The network or service will be shut down because there will be sent many requests to the network or server at once. The network is not able to handle this much load (requests) at once so eventually it will shut down. The entire bandwidth, CPU and RAM will go to these fake requests and there will be no more resources left for the 'normal' visitor.
We can take a bakery as an example. On a busy day, there will be a maximum of 15 to 20 people in the bakery at the same time. This number of people just fit into the shop, but the baker can help them all.
Then, 100 people decide to go to the bakery at the same time. The baker did not expect this; customers are inside and even outside the shop waiting in line. Consequence: the bakery is not available for regular customers that have to wait a long time outside the shop.
As a website visitor it is possible to recognize a possible DDoS attack on an always-working website, because the website is not working properly without a clear reason.
It is hard for webshops managers (who are often a victim of DDoS attacks) and hosting specialists to predict DDoS attacks. However, when a DDoS happens, you can see some clear patterns.
Senior Network Specialist Gert-Jan de Boer quotes the following: “You can recognize a DDoS by the pattern of the network traffic. You can see many network plans with almost the same characteristics. These can be analyzed perfectly”.
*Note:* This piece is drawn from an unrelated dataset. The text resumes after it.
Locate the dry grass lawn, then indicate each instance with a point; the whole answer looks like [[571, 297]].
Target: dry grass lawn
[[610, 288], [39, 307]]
What is the reason for DDoS attacks? There is not just one specific reason for this, there are 3 main reasons that can be categorized into 3 categories that will show why DDoS attacks happen.
- Attackers don’t agree with your personal/political preferences
A reason for a DDoS attack could be the case of a disagreement. Often, this is political-related and cybercriminals launch an attack.
A common reason for a DDoS attack is financial win. DDoS attackers launch enormous botnets to shut down big e-commerce websites.
When doing this with a shop that generates €10,000 a day, it will cost the webshop owner 50,000 euros for a downtime of 5 days (which is not unrealistic).
After shutting down your webshop, cybercriminals will offer you a lucrative offer to not push through the attack, in return for a certain amount of money.
Of course, this is a lot of money. However, it is often cheaper than losing 5 days of revenue.
- Trolling / fun
The third category are the cybercriminals who do DDoS attacks for fun. It gives them a kick when this is done in a good way and even more satisfaction when this is big news. Mainly, this group consists of young people who try to get prestige in the hacking world.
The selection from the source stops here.